Kebijakan Presiden Prabowo Subianto menghentikan impor beras dan memperkuat program pembelian gabah petani oleh Bulog menandai babak baru dalam sejarah pangan Indonesia.
Untuk pertama kalinya dalam beberapa dekade, arah pembangunan pertanian menempatkan petani sebagai pusat kebijakan, bukan sekadar obyek politik pangan.
Keputusan ini tidak hanya berdampak pada harga gabah, tetapi juga peredaran uang di desa dan kenaikan Nilai Tukar Petani (NTP) di berbagai provinsi penghasil beras.
Data Badan Pusat Statistik menunjukkan bahwa ketika harga gabah terjaga, NTP petani cenderung meningkat, menandakan daya beli petani semakin kuat. Di Jawa Tengah, Lampung, hingga Sulawesi Selatan, kenaikan harga gabah memberi energi baru bagi perputaran ekonomi pedesaan.
“Begitu Bulog masuk menyerap gabah, pasar desa langsung bergairah. Warung-warung laris, sekolah swasta di desa penuh, dan tukang bangunan kebanjiran order memperbaiki rumah petani,” ujar Suryono, seorang petani padi di Pringsewu, Lampung.
Fenomena ini menegaskan bahwa uang yang dibayarkan negara kepada petani tidak berhenti di sawah, melainkan berputar ke berbagai sektor: perdagangan, pendidikan, hingga jasa. Di titik inilah kebijakan pangan menjadi instrumen pembangunan desa yang paling nyata.
Belajar dari Negara Lain
Indonesia tidak sendirian. Thailand sejak lama menerapkan program rice pledging scheme, di mana pemerintah membeli gabah dengan harga lebih tinggi dari pasar untuk melindungi petani.
Meski kontroversial, kebijakan ini terbukti menjaga kestabilan produksi dan membuat Thailand menjadi eksportir beras utama dunia.
Vietnam juga berhasil menyeimbangkan kebutuhan domestik dan ekspor dengan cara serupa: membatasi impor, memperkuat Bulog versinya, dan memprioritaskan gabah lokal.
Jika negara-negara tetangga bisa menyejahterakan petaninya melalui proteksi cerdas, mengapa Indonesia tidak bisa? Justru dengan potensi lahan sawah yang luas dan jumlah petani yang besar, Indonesia berpeluang menjadi lumbung beras Asia, bukan hanya konsumen di pasar internasional.
Peran Pemimpin Daerah
Kebijakan pusat tidak akan berjalan tanpa dukungan daerah. Gubernur Lampung Rahmat Mirzani Djausal patut diapresiasi karena menyelaraskan program ketahanan pangan dengan kebijakan nasional. Lampung, sebagai salah satu lumbung beras, kini bergerak memperkuat irigasi, akses pupuk, dan mekanisasi pertanian.

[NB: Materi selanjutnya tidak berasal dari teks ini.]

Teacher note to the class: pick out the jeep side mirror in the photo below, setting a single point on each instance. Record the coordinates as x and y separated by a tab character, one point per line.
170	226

Bupati Lampung Selatan, Radityo Egy, bahkan menegaskan komitmennya untuk menjadikan daerahnya contoh keberhasilan distribusi beras nasional. “Kami siap menjadi penyangga pangan nasional. Petani harus sejahtera, itu harga mati,” tegasnya.

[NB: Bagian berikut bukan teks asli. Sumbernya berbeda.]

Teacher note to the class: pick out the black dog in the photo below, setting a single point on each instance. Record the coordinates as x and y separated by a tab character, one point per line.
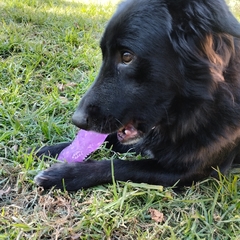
169	86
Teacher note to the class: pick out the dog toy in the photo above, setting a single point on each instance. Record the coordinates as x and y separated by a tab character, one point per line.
85	143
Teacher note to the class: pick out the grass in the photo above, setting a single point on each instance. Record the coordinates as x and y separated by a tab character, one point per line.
49	56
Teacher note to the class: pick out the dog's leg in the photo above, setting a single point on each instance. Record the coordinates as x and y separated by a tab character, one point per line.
78	175
50	151
54	150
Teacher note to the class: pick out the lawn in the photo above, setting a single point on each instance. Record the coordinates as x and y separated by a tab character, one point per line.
49	56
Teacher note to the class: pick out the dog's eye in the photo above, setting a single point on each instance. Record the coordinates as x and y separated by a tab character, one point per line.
127	57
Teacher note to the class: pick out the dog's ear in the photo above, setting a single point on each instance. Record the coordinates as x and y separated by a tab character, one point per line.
214	13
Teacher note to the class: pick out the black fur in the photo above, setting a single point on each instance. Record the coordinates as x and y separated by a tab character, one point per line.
181	90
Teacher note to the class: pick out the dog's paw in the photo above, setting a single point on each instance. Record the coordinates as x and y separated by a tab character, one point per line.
49	178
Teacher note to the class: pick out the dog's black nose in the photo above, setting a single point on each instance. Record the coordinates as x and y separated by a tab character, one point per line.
80	119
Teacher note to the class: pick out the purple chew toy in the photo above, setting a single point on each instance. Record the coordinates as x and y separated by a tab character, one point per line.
84	143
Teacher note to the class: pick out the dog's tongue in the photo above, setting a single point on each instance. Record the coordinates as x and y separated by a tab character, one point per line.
85	143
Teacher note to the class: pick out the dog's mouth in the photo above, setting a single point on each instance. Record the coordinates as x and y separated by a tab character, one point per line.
129	134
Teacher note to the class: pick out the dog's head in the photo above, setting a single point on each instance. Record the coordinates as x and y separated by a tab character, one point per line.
154	53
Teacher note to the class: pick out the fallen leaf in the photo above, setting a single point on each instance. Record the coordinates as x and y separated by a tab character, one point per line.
156	216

Kehadiran kepala daerah yang berpihak pada petani membuktikan bahwa kedaulatan pangan bukan sekadar jargon, melainkan gerakan bersama dari pusat hingga desa.

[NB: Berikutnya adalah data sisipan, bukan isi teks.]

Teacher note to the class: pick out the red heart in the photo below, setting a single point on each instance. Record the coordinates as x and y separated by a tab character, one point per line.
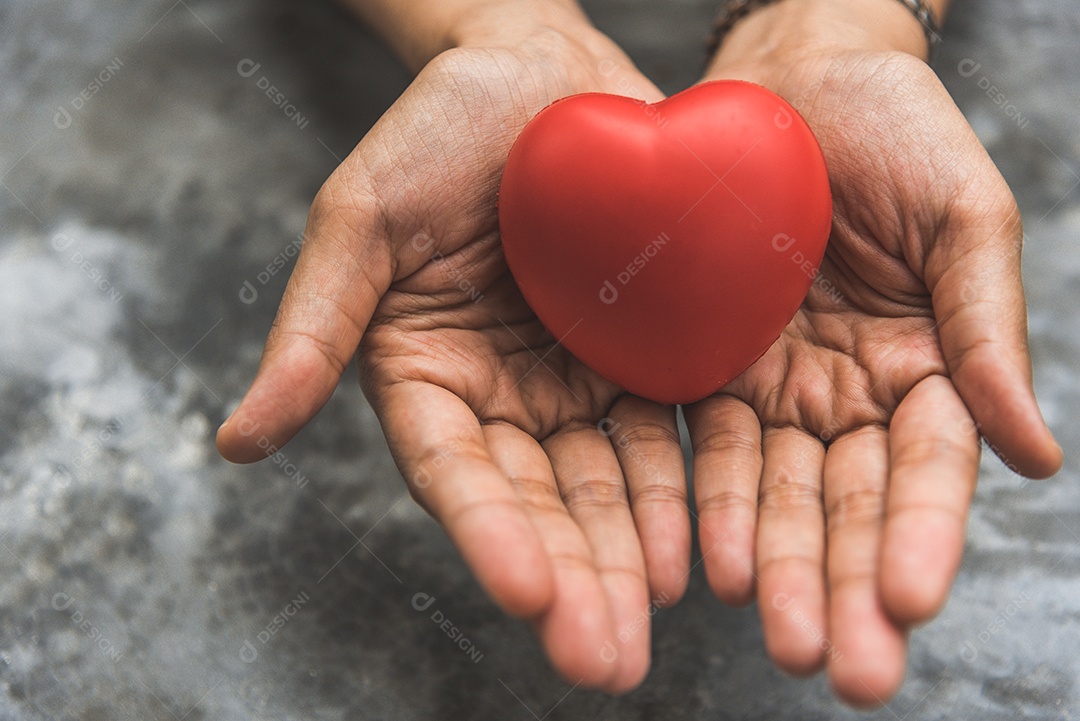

Presiden dan Para Menteri: Arah Baru Pangan Indonesia
Pujian selayaknya diberikan kepada Presiden Prabowo Subianto yang dengan tegas menutup keran impor beras, langkah berani yang menempatkan petani di garda depan pembangunan. Menko Pangan yang memastikan koordinasi antar lembaga, serta Menteri Pertanian yang serius memperbaiki rantai produksi dari hulu ke hilir, menunjukkan bahwa pemerintah satu suara: petani adalah prioritas.
Kebijakan ini adalah refleksi keberanian. Dalam situasi global yang penuh ketidakpastian, keberanian untuk berdiri di atas kaki sendiri adalah syarat mutlak.
Baca juga:
* Tiga Isu Pertanian Lampung dan Upaya Pemerintah Menjaga Petani
Penutup
Stop impor beras dan program pembelian gabah petani adalah kebijakan bersejarah. Dampaknya terasa nyata di desa-desa: uang berputar, pasar hidup kembali, NTP naik, dan petani tersenyum bangga. Indonesia kini sedang menulis bab baru dalam perjalanan kedaulatan pangan, dengan Presiden Prabowo Subianto sebagai penggeraknya.
Sejarah akan mencatat, di bawah kepemimpinan Prabowo, petani tidak lagi dipinggirkan. Mereka kini berdiri di panggung utama pembangunan bangsa.